I’m full of big geeky joy because I got my convoluted email situation all working exactly how I wanted it!

On Edit: I’ve updated my approach to this and written a better description plus tutorial in a new post. I suggest you read the new post and skip this one unless you are interested in the process I went through to get to my current solution.

The solution

Behind the scenes it’s convoluted, but it’s fairly transparent in day to day use, and as far as everyone else knows I’m still using my gmail address.

All mail goes through gmail, gets filtered so that mailing lists are kept on gmail, and mail from individuals is sent on to my iphone/apple mail. Also, it’s still all archived on gmail, so I can just delete email off my iphone safe in the knowledge that it’s all archived.

Sent mail is also sent through gmail which archives it and links it into conversation threads like normal. This way I can still use gmail for all my email archiving and searching.

What the problem was

As othershave pointed out gmail sucks on the iphone—both the web interface and via pop3. There are ways to sorta fix this by tweaking the settings or setting up gmail through the Add Account > Other. I combined this last option with the gmail through IMAP trick so that iPhone mail syncs nicely with Apple Mail (emails deleted on one are deleted on the other).

The literal setup

  1. My gmail account is still my main account and all emails still go to gmail
  2. gmail’s built-in spam blocker captures the crap
  3. my own gmail filter forwards all email — except mailing lists and spam — to a separate IMAP email account I set up*
  4. forwarded email is then removed from the gmail inbox, archived, and tagged “iphone”
  5. Apple Mail on my powerbook and iphone are set to use the IMAP account for it’s incoming server and gmail’s STMP for outgoing messages
  6. outgoing messages are sent to gmail’s STMP so that gmail retains a copy of the outgoing email.

* alternatively, I could limit the email further by creating a white-list filter — it’s pretty extensible.

Now watch Google’s gonna turn around tomorrow and offer an built-in iphone gmail app with push functionality that solves all my previous issues.

Errata & Update:

Came across one problem with this setup. Because the outgoing messages are going towards gmail instead of the IMAP server, your send messages do not show up in the iphone’s (or Apple Mail’s) sent folder. Also, this makes it impossible to save drafts as it’s expecting a IMAP server to save the drafts to.
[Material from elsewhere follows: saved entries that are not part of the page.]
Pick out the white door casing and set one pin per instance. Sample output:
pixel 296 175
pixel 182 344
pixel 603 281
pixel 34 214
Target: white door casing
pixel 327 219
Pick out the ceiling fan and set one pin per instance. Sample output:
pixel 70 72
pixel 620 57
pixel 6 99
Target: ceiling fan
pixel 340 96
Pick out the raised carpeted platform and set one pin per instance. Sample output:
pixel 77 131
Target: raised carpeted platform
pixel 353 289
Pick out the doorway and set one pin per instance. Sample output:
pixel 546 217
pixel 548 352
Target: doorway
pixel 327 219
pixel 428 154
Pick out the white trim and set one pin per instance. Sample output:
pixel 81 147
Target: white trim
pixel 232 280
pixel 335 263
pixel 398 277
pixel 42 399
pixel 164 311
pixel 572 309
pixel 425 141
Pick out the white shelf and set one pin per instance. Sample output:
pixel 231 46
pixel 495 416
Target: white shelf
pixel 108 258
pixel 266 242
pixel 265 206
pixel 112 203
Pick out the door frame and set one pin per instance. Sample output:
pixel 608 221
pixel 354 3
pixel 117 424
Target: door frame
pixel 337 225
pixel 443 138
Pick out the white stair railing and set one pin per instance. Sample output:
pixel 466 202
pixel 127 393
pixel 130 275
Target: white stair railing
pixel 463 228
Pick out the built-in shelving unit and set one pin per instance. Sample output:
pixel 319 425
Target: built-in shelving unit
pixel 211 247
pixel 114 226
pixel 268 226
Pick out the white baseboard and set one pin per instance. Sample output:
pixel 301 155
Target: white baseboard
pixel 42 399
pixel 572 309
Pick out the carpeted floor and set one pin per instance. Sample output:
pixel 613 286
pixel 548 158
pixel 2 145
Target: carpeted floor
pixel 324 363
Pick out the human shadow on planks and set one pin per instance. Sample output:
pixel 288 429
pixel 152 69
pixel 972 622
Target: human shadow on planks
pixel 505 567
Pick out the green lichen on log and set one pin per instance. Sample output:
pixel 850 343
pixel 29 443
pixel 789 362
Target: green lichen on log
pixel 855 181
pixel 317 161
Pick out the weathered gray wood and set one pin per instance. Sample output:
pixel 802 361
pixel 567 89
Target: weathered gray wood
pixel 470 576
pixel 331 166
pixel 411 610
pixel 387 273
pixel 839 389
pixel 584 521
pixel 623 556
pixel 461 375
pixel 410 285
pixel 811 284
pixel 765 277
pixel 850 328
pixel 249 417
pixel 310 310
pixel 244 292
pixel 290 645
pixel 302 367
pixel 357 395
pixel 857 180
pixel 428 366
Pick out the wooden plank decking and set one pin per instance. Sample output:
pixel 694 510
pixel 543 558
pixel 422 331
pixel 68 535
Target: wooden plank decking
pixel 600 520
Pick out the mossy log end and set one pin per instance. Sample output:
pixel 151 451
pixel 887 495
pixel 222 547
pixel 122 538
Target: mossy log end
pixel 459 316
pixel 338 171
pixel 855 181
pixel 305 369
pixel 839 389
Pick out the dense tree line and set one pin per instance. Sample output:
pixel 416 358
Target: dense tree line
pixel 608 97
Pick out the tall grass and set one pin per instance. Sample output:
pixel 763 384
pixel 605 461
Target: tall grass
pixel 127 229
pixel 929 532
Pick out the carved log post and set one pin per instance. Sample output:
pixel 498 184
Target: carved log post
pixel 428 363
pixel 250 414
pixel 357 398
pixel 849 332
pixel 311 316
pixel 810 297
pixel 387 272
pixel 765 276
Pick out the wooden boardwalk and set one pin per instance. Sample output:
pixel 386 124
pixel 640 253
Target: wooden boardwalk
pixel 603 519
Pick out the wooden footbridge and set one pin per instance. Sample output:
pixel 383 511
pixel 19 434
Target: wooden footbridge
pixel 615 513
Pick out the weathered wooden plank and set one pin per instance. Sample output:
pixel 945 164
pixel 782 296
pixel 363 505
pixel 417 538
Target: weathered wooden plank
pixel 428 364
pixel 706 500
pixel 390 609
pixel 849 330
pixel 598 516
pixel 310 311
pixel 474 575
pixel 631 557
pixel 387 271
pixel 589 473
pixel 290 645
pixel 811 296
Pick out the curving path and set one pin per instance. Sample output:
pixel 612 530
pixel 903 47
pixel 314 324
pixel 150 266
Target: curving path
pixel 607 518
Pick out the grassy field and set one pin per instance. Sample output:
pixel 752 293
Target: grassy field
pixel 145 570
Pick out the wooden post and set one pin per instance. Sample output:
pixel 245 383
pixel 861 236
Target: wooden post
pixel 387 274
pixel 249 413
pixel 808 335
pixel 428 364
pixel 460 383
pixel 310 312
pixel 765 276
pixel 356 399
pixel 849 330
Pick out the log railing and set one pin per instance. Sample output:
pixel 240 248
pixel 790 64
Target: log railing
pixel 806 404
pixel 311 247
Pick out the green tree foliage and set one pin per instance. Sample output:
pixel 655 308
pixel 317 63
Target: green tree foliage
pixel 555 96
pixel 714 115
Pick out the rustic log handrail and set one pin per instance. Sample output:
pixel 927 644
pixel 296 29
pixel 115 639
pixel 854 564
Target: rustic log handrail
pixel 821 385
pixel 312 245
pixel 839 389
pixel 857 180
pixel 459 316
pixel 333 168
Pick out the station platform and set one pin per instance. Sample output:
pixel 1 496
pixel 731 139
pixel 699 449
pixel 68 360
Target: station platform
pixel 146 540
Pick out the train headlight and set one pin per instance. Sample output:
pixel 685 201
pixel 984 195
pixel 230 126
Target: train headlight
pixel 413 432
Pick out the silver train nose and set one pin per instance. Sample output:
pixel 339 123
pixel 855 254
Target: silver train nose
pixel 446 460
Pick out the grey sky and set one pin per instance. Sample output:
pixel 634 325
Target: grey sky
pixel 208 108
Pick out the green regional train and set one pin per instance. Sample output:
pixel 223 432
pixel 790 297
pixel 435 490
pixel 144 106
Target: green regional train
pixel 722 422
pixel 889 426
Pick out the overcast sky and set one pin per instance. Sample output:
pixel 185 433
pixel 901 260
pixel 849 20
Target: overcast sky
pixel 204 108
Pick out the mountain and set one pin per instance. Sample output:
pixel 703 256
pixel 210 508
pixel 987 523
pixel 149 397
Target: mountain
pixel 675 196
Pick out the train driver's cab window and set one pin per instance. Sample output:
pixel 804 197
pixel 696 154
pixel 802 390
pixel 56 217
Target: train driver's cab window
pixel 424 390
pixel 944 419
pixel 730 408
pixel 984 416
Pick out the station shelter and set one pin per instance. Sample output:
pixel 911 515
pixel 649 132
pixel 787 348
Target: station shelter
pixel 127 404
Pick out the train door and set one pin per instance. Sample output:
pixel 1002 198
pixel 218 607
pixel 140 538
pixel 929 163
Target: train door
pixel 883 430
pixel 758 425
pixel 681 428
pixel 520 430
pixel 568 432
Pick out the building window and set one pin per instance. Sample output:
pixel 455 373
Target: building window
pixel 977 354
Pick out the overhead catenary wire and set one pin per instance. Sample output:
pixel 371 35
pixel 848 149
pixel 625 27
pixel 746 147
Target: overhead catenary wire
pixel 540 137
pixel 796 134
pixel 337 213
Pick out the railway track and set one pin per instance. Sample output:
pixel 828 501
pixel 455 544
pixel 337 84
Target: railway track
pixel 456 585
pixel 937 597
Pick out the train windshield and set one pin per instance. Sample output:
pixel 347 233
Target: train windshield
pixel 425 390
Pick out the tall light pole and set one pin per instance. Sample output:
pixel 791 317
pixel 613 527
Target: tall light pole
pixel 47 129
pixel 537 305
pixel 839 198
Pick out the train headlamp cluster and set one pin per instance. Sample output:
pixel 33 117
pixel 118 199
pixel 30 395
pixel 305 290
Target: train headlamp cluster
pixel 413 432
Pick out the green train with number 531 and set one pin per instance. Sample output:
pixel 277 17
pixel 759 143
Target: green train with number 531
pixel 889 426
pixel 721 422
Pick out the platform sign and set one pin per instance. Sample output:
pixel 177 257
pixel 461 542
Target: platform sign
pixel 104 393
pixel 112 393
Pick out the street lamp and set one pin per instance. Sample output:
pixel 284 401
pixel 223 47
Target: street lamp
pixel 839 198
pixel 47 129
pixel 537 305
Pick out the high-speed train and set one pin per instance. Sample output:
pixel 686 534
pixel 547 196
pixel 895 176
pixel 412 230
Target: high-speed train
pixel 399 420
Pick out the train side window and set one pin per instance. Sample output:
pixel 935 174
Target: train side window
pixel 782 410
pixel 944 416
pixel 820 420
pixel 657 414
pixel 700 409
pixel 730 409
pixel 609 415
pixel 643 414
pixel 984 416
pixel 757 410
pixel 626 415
To solve this I could just send through the IMAP server, but with the gmail addy in the header. However, that would skip gmail and I wanted all my emails, including sent ones, to be archived there. Instead, I think I’m just gonna ignore this issue since it has the advantage of not storing sent emails on my phone — nothing to delete! I’d like to have a drafts function, but I can use notes for that.

I’m really liking using the iphone as a simple and clean email system. I get messages and then read, possibly respond, and then delete it. No emails are kept for more than a day or two and most are deleted immediately. A very GTD approach.

Errata & Update #2

Figured out I could also have it send to the IMAP and auto cc: all emails back to myself. That would do the trick of getting it into gmail. I could also have the gmail forwarding skip those auto cc: emails. Hmmmmm…. I might try that. Though a part of me still likes being forced to simplify all my emails with nothing being saved and having to just write emails and send.